Quantum Key Distribution as a Mainstay in Quantum-Safe Security: A Fine Balance

BT Group, Toshiba, and Equinix have announced a new partnership, collaborating to bring point-to-point, quantum-secure connectivity to data services in the United Kingdom and protect critical information against future quantum attacks. Relying on Quantum Key Distribution (QKD), the parties will provide Quantum Keys-as-a-Service, securing user data in transit along BT Group and Toshiba’s quantum-safe metro network, first launched in 2022. This network connects Equinix’s data centers in Slough and London’s central business district, Canary Wharf, via optical fibers. As part of the as-a-Service model, users of Equinix data centers will be able to avail of equipment, space, and bandwidth to trial the quantum-secure network. The partnership follows post-quantum initiatives in Asia where SK Telecom has deployed QKD systems at Korea-based Equinix data centers in November 2023 and is the latest installment of a growing QKD trend that is expected to accelerate over the next few years.

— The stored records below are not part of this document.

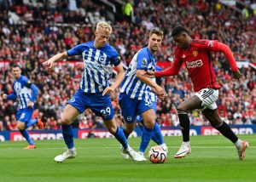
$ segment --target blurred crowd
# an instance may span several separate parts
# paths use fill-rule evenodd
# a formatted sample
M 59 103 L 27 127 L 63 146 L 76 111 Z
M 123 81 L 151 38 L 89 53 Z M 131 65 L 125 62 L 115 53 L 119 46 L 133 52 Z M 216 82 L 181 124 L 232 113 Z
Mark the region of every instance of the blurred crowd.
M 159 61 L 173 58 L 172 27 L 183 24 L 193 38 L 217 39 L 230 45 L 236 60 L 256 62 L 255 16 L 243 17 L 217 1 L 134 1 L 134 20 L 112 22 L 113 32 L 109 43 L 129 65 L 137 51 L 148 43 L 148 32 L 154 26 L 165 32 Z M 79 87 L 83 72 L 81 57 L 71 57 L 54 69 L 43 67 L 42 62 L 54 54 L 79 43 L 94 39 L 95 26 L 99 20 L 110 20 L 104 6 L 85 0 L 4 1 L 0 0 L 0 61 L 16 62 L 23 74 L 38 88 L 33 118 L 40 116 L 46 129 L 58 129 L 66 102 Z M 242 67 L 243 79 L 232 79 L 229 64 L 222 54 L 212 54 L 218 82 L 222 85 L 218 105 L 221 117 L 230 124 L 256 123 L 256 76 L 252 67 Z M 10 94 L 14 77 L 9 66 L 0 70 L 0 91 Z M 113 82 L 114 77 L 110 80 Z M 193 94 L 187 71 L 167 77 L 166 100 L 158 102 L 157 122 L 160 126 L 177 126 L 176 107 Z M 118 105 L 119 90 L 111 95 L 116 121 L 122 125 Z M 0 100 L 0 131 L 15 130 L 17 103 Z M 199 111 L 190 115 L 191 124 L 208 122 Z M 104 127 L 101 117 L 90 110 L 80 115 L 74 128 Z M 37 127 L 35 127 L 37 128 Z

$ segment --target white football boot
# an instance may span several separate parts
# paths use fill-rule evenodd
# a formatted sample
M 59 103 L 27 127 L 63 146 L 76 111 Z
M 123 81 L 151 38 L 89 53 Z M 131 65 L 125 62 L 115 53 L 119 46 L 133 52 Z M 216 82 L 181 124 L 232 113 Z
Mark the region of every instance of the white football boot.
M 55 161 L 57 162 L 62 162 L 66 159 L 74 158 L 76 156 L 76 155 L 77 155 L 76 149 L 74 149 L 73 151 L 70 151 L 70 150 L 67 150 L 63 154 L 56 156 L 55 157 Z
M 236 146 L 237 153 L 238 153 L 238 158 L 240 160 L 243 160 L 245 157 L 245 151 L 246 149 L 249 147 L 249 143 L 247 141 L 242 141 L 241 145 Z
M 168 147 L 166 145 L 166 143 L 163 143 L 162 145 L 160 145 L 160 146 L 162 147 L 162 149 L 166 151 L 166 154 L 168 153 Z
M 190 154 L 190 153 L 191 153 L 190 145 L 183 143 L 178 151 L 174 155 L 174 158 L 185 157 L 187 154 Z
M 143 152 L 138 151 L 137 153 L 138 153 L 139 155 L 141 155 L 143 161 L 147 161 L 147 159 L 146 159 L 145 156 L 144 156 L 144 153 L 143 153 Z
M 125 149 L 124 151 L 128 154 L 133 161 L 143 161 L 142 156 L 138 152 L 133 151 L 130 146 L 128 146 L 127 149 Z
M 126 159 L 130 158 L 129 155 L 125 152 L 125 150 L 124 149 L 122 145 L 120 145 L 120 153 L 121 153 L 123 159 L 126 160 Z

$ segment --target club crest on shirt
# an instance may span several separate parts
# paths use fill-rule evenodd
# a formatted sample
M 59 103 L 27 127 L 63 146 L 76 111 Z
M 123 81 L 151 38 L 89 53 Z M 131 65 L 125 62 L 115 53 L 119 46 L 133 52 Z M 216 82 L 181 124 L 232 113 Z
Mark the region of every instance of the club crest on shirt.
M 147 65 L 148 65 L 147 58 L 143 58 L 143 61 L 142 61 L 142 66 L 144 67 L 144 66 L 147 66 Z
M 198 51 L 197 51 L 197 50 L 194 50 L 194 51 L 192 52 L 192 54 L 193 54 L 195 57 L 196 57 L 196 56 L 198 55 Z
M 127 117 L 127 121 L 131 122 L 131 117 Z
M 70 102 L 74 102 L 74 101 L 76 101 L 76 99 L 72 98 L 69 101 L 70 101 Z
M 15 83 L 15 90 L 16 92 L 16 94 L 20 94 L 20 90 L 21 90 L 21 84 L 18 82 L 16 82 Z

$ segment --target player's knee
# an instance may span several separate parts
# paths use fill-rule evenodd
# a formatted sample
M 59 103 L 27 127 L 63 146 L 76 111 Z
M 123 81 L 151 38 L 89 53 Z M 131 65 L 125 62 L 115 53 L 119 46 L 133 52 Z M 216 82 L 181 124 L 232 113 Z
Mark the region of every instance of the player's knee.
M 131 132 L 133 132 L 133 130 L 134 130 L 134 128 L 132 128 L 132 127 L 127 127 L 127 128 L 125 128 L 125 132 L 126 134 L 130 134 Z
M 69 125 L 72 123 L 72 121 L 67 117 L 61 118 L 61 124 L 62 125 Z
M 18 124 L 18 125 L 17 125 L 17 128 L 18 128 L 20 131 L 22 131 L 22 130 L 25 129 L 25 126 Z
M 110 134 L 114 134 L 116 133 L 117 127 L 116 126 L 108 127 L 108 130 Z
M 178 114 L 179 112 L 186 112 L 186 113 L 189 112 L 189 111 L 187 111 L 186 108 L 185 108 L 183 105 L 179 105 L 177 106 L 177 114 Z
M 144 125 L 146 128 L 152 129 L 154 126 L 154 120 L 144 121 Z

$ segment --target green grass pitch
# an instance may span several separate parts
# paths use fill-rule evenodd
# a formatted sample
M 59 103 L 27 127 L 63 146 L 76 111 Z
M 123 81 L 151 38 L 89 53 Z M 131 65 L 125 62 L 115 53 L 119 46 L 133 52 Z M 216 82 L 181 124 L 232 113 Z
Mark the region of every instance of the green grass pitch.
M 28 151 L 22 150 L 25 141 L 1 142 L 0 181 L 256 181 L 256 135 L 240 138 L 250 144 L 244 161 L 223 136 L 192 136 L 192 154 L 174 159 L 182 139 L 165 137 L 169 153 L 164 164 L 122 159 L 114 139 L 76 139 L 77 157 L 62 163 L 53 158 L 64 151 L 63 140 L 36 141 L 38 148 Z M 140 138 L 129 142 L 137 150 Z

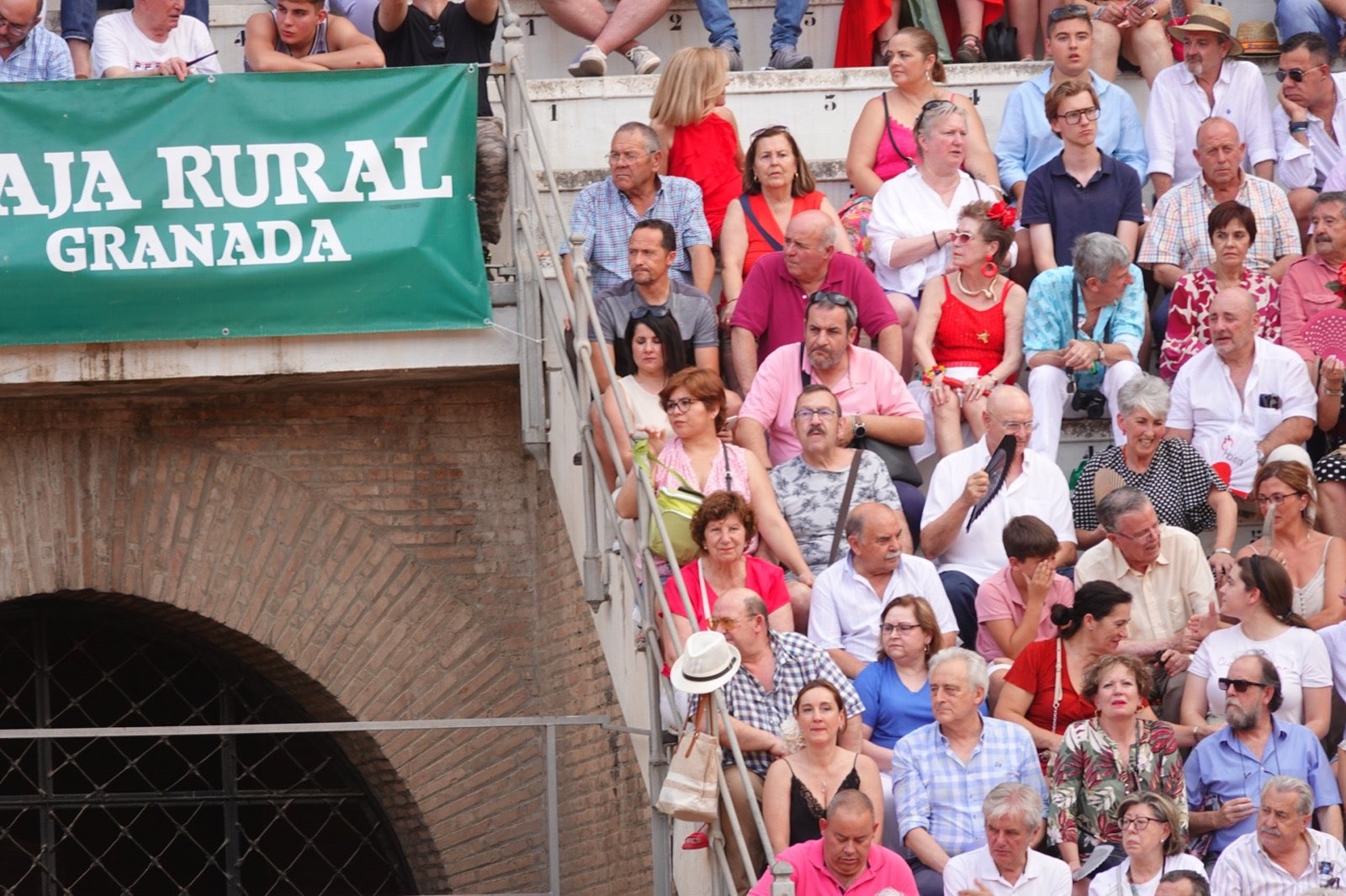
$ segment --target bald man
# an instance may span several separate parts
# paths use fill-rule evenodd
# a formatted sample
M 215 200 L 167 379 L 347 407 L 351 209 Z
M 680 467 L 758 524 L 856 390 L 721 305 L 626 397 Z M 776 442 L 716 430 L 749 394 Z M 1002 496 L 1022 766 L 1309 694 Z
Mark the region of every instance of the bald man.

BT Group, Toshiba, and Equinix’s announcement is consistent with the ongoing commercialization of QKD solutions within post-quantum markets, both within the United Kingdom and on a global scale. The Quantum Keys-as-a-Service model offered by BT Group, Toshiba, and Equinix is aligned with solutions from vendors like Terra Quantum, ID Quantique, QuintessenceLabs, QuantumCTek, and SK Telecom, which offer Platform-as-a-Service, Quantum Keys-as-a-Service, and QKD management products. BT Group and Toshiba’s announcement demonstrates the increasing democratization of QKD solutions through as-a-Service offerings. These offerings promise more accessible data protection for businesses across verticals, allowing for the diversification of QKD solutions and refinement of possible use cases. Developments in QKD are being postured as a more robust alternative to Public Key Infrastructure (PKI), as well as Post-Quantum Cryptography (PQC). PQC’s security is grounded in the mathematical complexity of its algorithms. While these algorithms are currently secure against quantum attacks, further computational breakthroughs have the potential to break them. Alternatively, through its reliance on the laws of quantum mechanics and physical properties of subatomic particles, QKD is impervious to potential quantum advancements. QKD-based security involves exchanging cryptographic keys and data by transmitting photons of light along optical fibers. Each single photon of light cannot be accessed, monitored, or disrupted without causing a fundamental change in the quantum state of the photon. Any eavesdropping on the quantum system is thus detectable, halting key transmission and protecting confidential information. With a QKD-based system, attackers also cannot rely on the “harvest now, decrypt later” surveillance strategy that can be exploited within regular PQC systems. Any attempt to access data encrypted via QKD must be conducted in real time, as the data are being transmitted. The intrinsic security offered by QKD solutions is poised to revolutionize the protection of confidential information, driving market interest in QKD-powered solutions across industry verticals and presenting a significant opportunity for vendors to expand their presence into the QKD market.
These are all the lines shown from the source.